Bulkiest Toaster posted:

Throne room fight with pretty much the same stakes and setup as ROTJ that plays out differently = remix, finding a master on an obscure planet to teach you but he is reluctant = remix, battle on salt planet where walkers come at the base in a perfect line = remix make a walker shaped like a rhino next time or something

I could go on but those are the biggest remixes from ESB and ROTJ. Some of this is inevitable given the fact that this is star wars, and you want to cut them some slack but it really adds to it when you keep using the same ship designs over and over which themselves have been remixed.

Plus I think TFA and TLJ are remixing at basically the same rate yet one is completely criticized while the other is getting praised for being radically different.

Don't forget that most of the cast spend the majority of the movie being chased by star destroyers. I was honestly kind of shocked how much they pinched from earlier movies considering the criticism of tFA.

thrawn527
Mar 27, 2004

Thrawn/Pellaeon
Studying the art of terrorists
To keep you safe

Ammanas posted:

Just wanna say I appreciate cnuts posts, they're elaborating my feelings almost perfectly.

Also all this talk about how Tlj makes star wars contemporary or brings star wars to 2017 is loving repulsive. Star wars should exist out of time like all great fables/heroes journeys/epics

2017 loving blows and will be remembered as a deep dark time continuing from a deep dark time that began 9/11/2001

Star Wars has never existed "out of time". The original Star Wars was George Lucas casting the Viet Cong as the heroes and the USA as the evil Empire. Return of the Jedi took this and turned it up to 11.

PT6A
Jan 5, 2006

Public school teachers are callous dictators who won't lift a finger to stop children from peeing in my plane

thrawn527 posted:

Star Wars has never existed "out of time". The original Star Wars was George Lucas casting the Viet Cong as the heroes and the USA as the evil Empire. Return of the Jedi took this and turned it up to 11.

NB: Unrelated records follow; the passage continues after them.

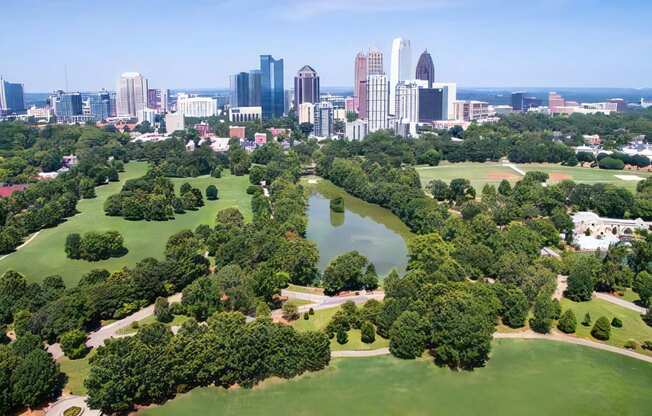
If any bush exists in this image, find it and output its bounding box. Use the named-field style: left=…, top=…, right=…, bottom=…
left=557, top=309, right=577, bottom=334
left=591, top=316, right=611, bottom=341
left=360, top=321, right=376, bottom=344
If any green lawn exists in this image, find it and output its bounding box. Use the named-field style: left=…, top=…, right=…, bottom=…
left=139, top=340, right=652, bottom=416
left=561, top=298, right=652, bottom=354
left=292, top=308, right=389, bottom=351
left=0, top=162, right=251, bottom=287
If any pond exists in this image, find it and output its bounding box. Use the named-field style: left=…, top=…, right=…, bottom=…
left=304, top=179, right=412, bottom=277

"I was not alive for the political context in which the movie was created and to which it referred, ergo I do not believe it exists in a political context."

Waffles Inc.
Jan 20, 2005

PT6A posted:

"I was not alive for the political context in which the movie was created and to which it referred, ergo I do not believe it exists in a political context."

I don't disagree, but since hearing that 'All Things Considered' review I posted earlier I've been reading reviews of ANH from 1977 and there's nary a mention of the politics of the movie from the critics. In fact, there's not much discussion of narratives beyond things like:

Charles Chalpin of the LA Times posted:

...The mythic and simple world of the good guys vs. the bad guys (identifiable without a scorecard or footnotes), the rustlers and the land grabbers, the old generation saving the young with a last heroic gesture which drives home the messages of courage and conviction.

...

"Star Wars" is Buck Rogers with a doctoral degree but not a trace of neuroticism or cynicism, a slam-bang, rip-roaring gallop through a distantly future world full of exotic vocabularies, creatures and customs, existing cheek by cowl with the boy and girl next door and a couple of friendly leftovers from the planet of the apes and possibly one from Oz (a Tin Woodman robot who may have got a gold-plating as a graduation present).

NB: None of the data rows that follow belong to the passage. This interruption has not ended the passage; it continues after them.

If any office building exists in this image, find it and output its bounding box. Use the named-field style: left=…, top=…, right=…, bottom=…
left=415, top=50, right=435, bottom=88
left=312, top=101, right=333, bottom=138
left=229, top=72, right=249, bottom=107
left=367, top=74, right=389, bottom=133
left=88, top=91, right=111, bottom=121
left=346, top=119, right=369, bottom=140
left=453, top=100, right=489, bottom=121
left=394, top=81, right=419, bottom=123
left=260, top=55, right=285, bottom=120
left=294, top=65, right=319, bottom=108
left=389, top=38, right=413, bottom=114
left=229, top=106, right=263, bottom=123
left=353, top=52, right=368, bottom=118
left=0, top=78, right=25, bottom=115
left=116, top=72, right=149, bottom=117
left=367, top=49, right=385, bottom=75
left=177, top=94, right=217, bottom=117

There's a theme in these reviews that hit upon things like hope, optimism and fantasy escapism of a positive, reaffirming type that I think contrasts with the take that it was somehow read as a political movie to its contemporaries.

Yes, art exists almost directly as a function of ideology and politics, and it certainly reflects the sensibilities of the times (and of the creator), and yes, ANH--and Star Wars in general--I think, is at its best when viewed through the allegorical lens of insurgency. In fact, one of the things I think is most fascinating is the difference in technology and tone and visual language we have for insurgencies today compared to, say 1977.

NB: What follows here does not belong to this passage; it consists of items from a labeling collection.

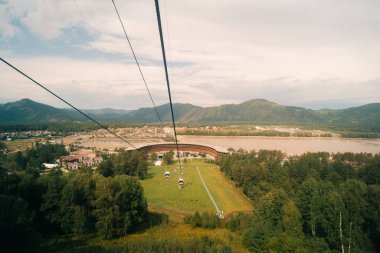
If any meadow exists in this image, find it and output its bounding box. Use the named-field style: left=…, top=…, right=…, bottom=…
left=141, top=160, right=253, bottom=216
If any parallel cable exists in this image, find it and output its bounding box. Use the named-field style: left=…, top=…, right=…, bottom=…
left=112, top=0, right=164, bottom=126
left=153, top=0, right=181, bottom=165
left=0, top=57, right=137, bottom=149
left=72, top=0, right=134, bottom=96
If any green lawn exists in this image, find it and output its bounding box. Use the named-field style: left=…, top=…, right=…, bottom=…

For instance, the rebels are now suicide bombers.

Anywho my point is that it's a bit disingenuous to think that people in 1977 saw Star Wars as an overtly political film the way that some people in 2017 seem to think TLJ is

euphronius
Feb 18, 2009

The empire are space nazis my man.

Waffles Inc.
Jan 20, 2005

euphronius posted:

The empire are space nazis my man.

i agree

I AM GRANDO
Aug 20, 2006

thrawn527 posted:

Star Wars has never existed "out of time". The original Star Wars was George Lucas casting the Viet Cong as the heroes and the USA as the evil Empire. Return of the Jedi took this and turned it up to 11.

People keep saying this, but the movie is made out of World War II dogfight scenes and the bad guys are dressed like nazis, and the good guys don’t use guerrilla tactics. And everybody’s white and the good guys are American while the bad guys are foreign. It’s possible that George Lucas has insane, impossible-to-realize good ideas that he can’t realize very effectively, like a thinner Dan Akroyd.

euphronius
Feb 18, 2009


That's a political comment the movie is making. Nazis are evil.

Waffles Inc.
Jan 20, 2005

business hammocks posted:

People keep saying this, but the movie is made out of World War II dogfight scenes and the bad guys are dressed like nazis, and the good guys don’t use guerrilla tactics. And everybody’s white and the good guys are American while the bad guys are foreign. It’s possible that George Lucas has insane, impossible-to-realize good ideas that he can’t realize very effectively, like a thinner Dan Akroyd.

The editor of Apocalypse Now said, of George Lucas (emphasis mine)

Walter Murch posted:

Originally George Lucas was going to direct (‘Apocalypse Now’), so it was a project that George and John (Milius) developed for Zoetrope. That was back in 1969. Then when Warner Brothers cancelled the funding for Zoetrope, the project was abandoned for a while. After the success of ‘American Graffiti’ in 1973, George wanted to revive it, but it was still too hot a topic, the war was still on, and nobody wanted to finance something like that. So George considered his options: What did he really want to say in ‘Apocalypse Now?’ The message boiled down to the ability of a small group of people to defeat a gigantic power simply by the force of their convictions. And he decided, All right, if it’s politically too hot as a contemporary subject, I’ll put the essence of the story in outer space and make it happen in a galaxy long ago and far away. The rebel group were the North Vietnamese, and the Empire was the United States. And if you have ‘the force,’ no matter how small you are, you can defeat the overwhelmingly big power. ‘Star Wars’ is George’s transubstantiated version of ‘Apocalypse Now.’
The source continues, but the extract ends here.